What if subscription services started eating into download and CD purchases? It’s not an unlikely scenario. Consumers allot only so much of their income for entertainment spending. If spending on streaming services increases, spending on other forms of music is likely to decrease.
Americans spent 4.1% of their after-tax income on entertainment in 2011, down slightly from 4.4% in 2002 and 4.6% in 2008, according to the U.S. Bureau of Labor Statistics. Some forms of entertainment may grab a greater share–recorded music competes with games, movies, live music and other categories–but consumers will spend roughly the same share of their income on entertainment from one year to the next.
Through 2012, subscription services grew rapidly while digital purchase revenue grew as well. While there’s always been concern that streaming services might cannibalize sales–and some acts, like Vampire Weekend, hold back new albums from streaming on initial release–the widely held belief in the industry is that streaming does no harm. Streaming may actually help music purchases in some individual cases: Recent albums by Daft Punk and Mumford & Sons have sold well while setting streaming records.
But future subscribers may be less likely to continue purchasing music than early adopters have been. When streaming services succeed in acquiring casual consumers, it could change the mix of entertainment spending of a large segment of the global marketplace. The result: More money for streaming and less for other segments.
This may already be happening to a small degree. Billboard analysis of Nielsen SoundScan data finds that digital sales–both tracks and albums–have consistently weakened after a strong start in the early weeks of 2013. CD sales had a similar decline much of the year but have improved slightly since mid-March. In other words, whatever is driving down digital sales hasn’t had the same effect on CD sales.
A shift from purchases to streaming will have ramifications. One change will be the timing of revenue. Purchases–especially downloads–result in a lump-sum payment. But streaming royalties are like an annuity that’s paid out over time. This will require some getting used to. After all, most lottery winners choose to receive a lump-sum payment rather than an annuity because an amount of money now is better than the same amount of money later.
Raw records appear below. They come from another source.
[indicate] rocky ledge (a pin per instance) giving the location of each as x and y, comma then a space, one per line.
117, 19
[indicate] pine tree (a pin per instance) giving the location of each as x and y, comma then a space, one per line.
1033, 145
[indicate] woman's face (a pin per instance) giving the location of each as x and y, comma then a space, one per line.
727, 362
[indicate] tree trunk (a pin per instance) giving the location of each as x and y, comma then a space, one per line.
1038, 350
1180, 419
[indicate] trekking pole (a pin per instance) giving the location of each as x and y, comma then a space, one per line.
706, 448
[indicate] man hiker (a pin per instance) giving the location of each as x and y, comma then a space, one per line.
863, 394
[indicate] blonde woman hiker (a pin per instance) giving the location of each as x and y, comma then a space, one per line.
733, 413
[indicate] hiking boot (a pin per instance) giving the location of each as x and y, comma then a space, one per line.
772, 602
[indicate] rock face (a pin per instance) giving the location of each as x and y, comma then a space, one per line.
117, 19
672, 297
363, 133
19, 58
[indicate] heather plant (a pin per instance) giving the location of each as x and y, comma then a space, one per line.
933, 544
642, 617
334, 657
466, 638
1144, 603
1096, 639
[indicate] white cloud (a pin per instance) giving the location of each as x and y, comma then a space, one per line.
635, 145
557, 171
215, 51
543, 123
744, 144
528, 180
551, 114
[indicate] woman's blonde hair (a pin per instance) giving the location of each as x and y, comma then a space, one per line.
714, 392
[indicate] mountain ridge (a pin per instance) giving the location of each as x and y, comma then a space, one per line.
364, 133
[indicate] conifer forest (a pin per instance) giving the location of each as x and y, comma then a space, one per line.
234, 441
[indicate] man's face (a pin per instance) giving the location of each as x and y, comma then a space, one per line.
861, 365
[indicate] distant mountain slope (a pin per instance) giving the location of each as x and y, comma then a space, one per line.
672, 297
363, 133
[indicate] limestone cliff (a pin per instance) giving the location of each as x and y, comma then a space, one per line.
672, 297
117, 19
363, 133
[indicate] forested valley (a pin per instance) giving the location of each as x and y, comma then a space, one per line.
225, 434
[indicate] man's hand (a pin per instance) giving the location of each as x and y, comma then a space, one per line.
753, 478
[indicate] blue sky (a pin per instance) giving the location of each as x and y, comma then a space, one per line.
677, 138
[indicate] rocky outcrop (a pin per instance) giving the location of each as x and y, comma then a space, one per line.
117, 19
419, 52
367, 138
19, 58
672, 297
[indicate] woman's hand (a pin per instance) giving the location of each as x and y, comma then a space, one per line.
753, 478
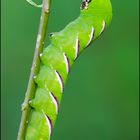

What if streaming takes away more than it replaces? What if the amount of money that arrives later is less than that received now? Players in the industry will adjust. They’ll extract value from streaming services–e.g., the kind of information and direct communication with listeners not available through download stores. They’ll pursue new revenue opportunities like paid online concerts, merch and monetized artist-fan experiences. (Direct communication with listeners would be an obvious aid in all this.) Songwriters, unable to monetize artists’ relationships with fans, will obtain a greater share of streaming royalties.
Consider the change brought by consumers’ shift from physical purchases to digital: lower revenue, the rise of the 360 deal, discontent and, finally, acceptance. The shift to streaming could be just as powerful.